I am currently traveling in Connecticut, working on a weekend column about Senator Joe Lieberman's political woes (President Bush's favorite Democrat will be challenged in an '06 primary by a well-financed antiwar candidate), so my time this morning is limited. But there are some items in the news that cry out for comment.
1. I mentioned some weeks ago that Massachusetts Gov. Mitt Romney, a likely Republican president candidate in '08, might have problems with evangelical Christian voters who are suspicious about his Mormon faith. (Many of them view Mormonism as a cult.) Now it appears that Romney is acknowledging this danger to his ambitions.
He seems to be preparing the ground for a speech patterned after the 1960 John F. Kennedy speech about his Catholicism. Romney says: "I think if I decided to go national that there will probably be a time when people will ask questions, and it will be about my faith, and I'll have the opportunity to talk about the role of religion in our society and in the leadership of our nation."
There's no indication why Romney is acknowledging this issue now, but I bet Robert Novak has something to do with it. Novak, the conservative columnist, who is often dismissed by the left as "the prince of darkness," but the guy has good conservative sources, and those sources have been sounding the alarm on Romney. Here's what Novak wrote last week:
"Prominent, respectable Evangelical Christians have told me, not for quotation, that millions of their co-religionists cannot and will not vote for Romney for president solely because he is a member of the Church of Jesus Christ of Latter-day Saints. If Romney is nominated and their abstention results in the election of Hillary Rodham Clinton, that's just too bad. The evangelicals are adamant, saying there is no way Romney can win them over. "
Romney, at the very least, understands that he needs to neutralize their hostility if he expects to survive crucial early primary tests in Iowa and South Carolina. Christian conservatives vote heavily in those two GOP contests.
2. Much attention has been paid lately (by me, as well) to the military generals who have been assailing Donald Rumsfeld and the war. But, lest we forget, they were preceded by others. Take, for instance, retired Lt. Gen. William Odom, who also ran the National Security Agency for Ronald Reagan.
Odom has a piece in the new issue of Foreign Policy magazine, entitled, "Cut and Run? You Bet." Among his arguments: "Only with a rapid withdrawal from Iraq will Washington regain diplomatic and military mobility.
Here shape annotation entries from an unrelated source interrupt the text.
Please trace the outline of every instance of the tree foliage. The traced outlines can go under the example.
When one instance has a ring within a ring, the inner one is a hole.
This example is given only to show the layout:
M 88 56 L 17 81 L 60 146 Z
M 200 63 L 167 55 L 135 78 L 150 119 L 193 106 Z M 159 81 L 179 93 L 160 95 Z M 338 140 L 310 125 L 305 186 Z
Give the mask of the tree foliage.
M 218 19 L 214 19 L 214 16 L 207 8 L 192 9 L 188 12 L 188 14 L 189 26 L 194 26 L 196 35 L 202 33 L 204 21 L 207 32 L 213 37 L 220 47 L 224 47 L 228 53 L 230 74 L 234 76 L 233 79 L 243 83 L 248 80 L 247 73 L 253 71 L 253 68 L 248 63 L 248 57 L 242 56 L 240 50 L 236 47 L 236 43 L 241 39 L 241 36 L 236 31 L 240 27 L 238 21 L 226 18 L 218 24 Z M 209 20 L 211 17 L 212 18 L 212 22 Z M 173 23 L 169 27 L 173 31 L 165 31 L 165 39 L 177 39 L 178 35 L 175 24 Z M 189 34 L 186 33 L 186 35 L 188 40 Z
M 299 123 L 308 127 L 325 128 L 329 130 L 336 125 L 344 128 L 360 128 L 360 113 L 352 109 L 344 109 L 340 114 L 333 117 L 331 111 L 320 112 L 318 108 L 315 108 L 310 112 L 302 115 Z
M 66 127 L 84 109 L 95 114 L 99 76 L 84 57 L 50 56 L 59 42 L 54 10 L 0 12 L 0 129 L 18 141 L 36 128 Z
Tied down like Gulliver in the sands of Mesopotamia, we simply cannot attract the diplomatic and military cooperation necessary to win the real battle against terror. Getting out of Iraq is the precondition for any improvement."
Perhaps the White House can find a way to shrug off this Reaganite military man by tying him to Cindy Sheehan or the "angry left."
3. Another congressional Democrat, William Jefferson of Louisiana, is undercutting his party's attempts to link the GOP to "a culture of corruption." A business executive has pleaded guilty to charges of bribing Jefferson, starting in 2001. The New York Times contends today that the current federal probe of Jefferson "has given Republican leaders an opportunity to try to divert public attention from recent federal corruption investigations involving House and Senate Republicans and their ties to corporate lobbyists."
Can't argue with that.
On the other hand, maybe this corruption stuff is just inside baseball to most voters; in the '06 congressional election, they may be more focused on issues like Iraq and gas prices. And, concerning the latter, nonpartisan analyst Charlie Cook made an interesting point the other day. He said that high gas prices might hurt the GOP big time, because it's a matter of demographics:
"Studies show that voters in Bush-friendly red states drive significantly more miles each month than those in blue states, and it's a pretty logical assumption that gasoline usage is much greater in the predominately suburban, rural and small town congressional districts most often represented by Republicans, than in more compact, urban districts usually held by Democrats. That means the longer gasoline prices remain high, the worse it will be for GOP candidates."
4. Just a teaser for my weekend piece on Joe Lieberman: The antiwar liberals up here are mighty ticked off at the guy for his unapologetic embrace of President Bush's Iraq mission. And he's being pecked to bits by the liberal Connecticut bloggers.
I'm skeptical that they actually will drum him out of the party in the August primary -- my home state, after all, is known as The Land of Steady Habits -- and replace him on the November ticket with cable TV entrepeneur Ned Lamont (who is affluent, articulate, and outspokenly antiwar), but it's entirely possible that they will embarrass him. This is one situation that bears watching.
Did I say Connecticut is my home state? It is. I was a guest on a Hartford talk show yesterday, talking about Lieberman, and I took calls from drive-time listeners. One caller screeched: "So you come to town and you don't even call me??" It turned out to be my cousin.
As Thomas Wolfe said, You can't go home again.